CAP. 10
AGOSTO, 1945, AV. CHAMPS ELISÉES, PARIS
Enquanto a Marselhesa permanecia no ar junto com gritos e outros ruídos da alegria, George começou a pensar no que Florence Dayse ainda poderia significar para ele e não obteve qualquer resposta. Tentou em seguida pensar em como agir depois deste reencontro impensável. Sua mente permaneceu silenciosa. A capacidade de pensar parecia estar realmente encerrada para George Wesley, junto com a guerra.

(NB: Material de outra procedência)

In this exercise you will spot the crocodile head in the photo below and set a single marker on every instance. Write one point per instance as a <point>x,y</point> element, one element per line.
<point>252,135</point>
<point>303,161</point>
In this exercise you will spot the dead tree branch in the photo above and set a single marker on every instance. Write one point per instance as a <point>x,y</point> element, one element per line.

Por sua cabeça passavam com a mesma rapidez das bombas alemãs finalmente mudas, imagens desconectadas, cenas fragmentadas onde se somavam pernas de cordeiros, seios, livros antigos, gemidos, tremores, garrafas de uísque, bilhetes, sorrisos infantis, coxas entreabertas, casacos de pele, calcinhas rendadas, americanos grandalhões, calçadas desertas, incêndios, orgasmos, portas de mogno, moedas de um penny, o rosto de Florence, o mesmo rosto em Melissa, espelhos e labirintos, labirintos e espelhos, explosões, tapetes gastos, lençóis encardidos, relógios parados, suásticas, beterrabas.
Não sei.
Florence puxou George vigorosamente pelo braço, afastando-se de multidão em direção a uma esquina menos movimentada.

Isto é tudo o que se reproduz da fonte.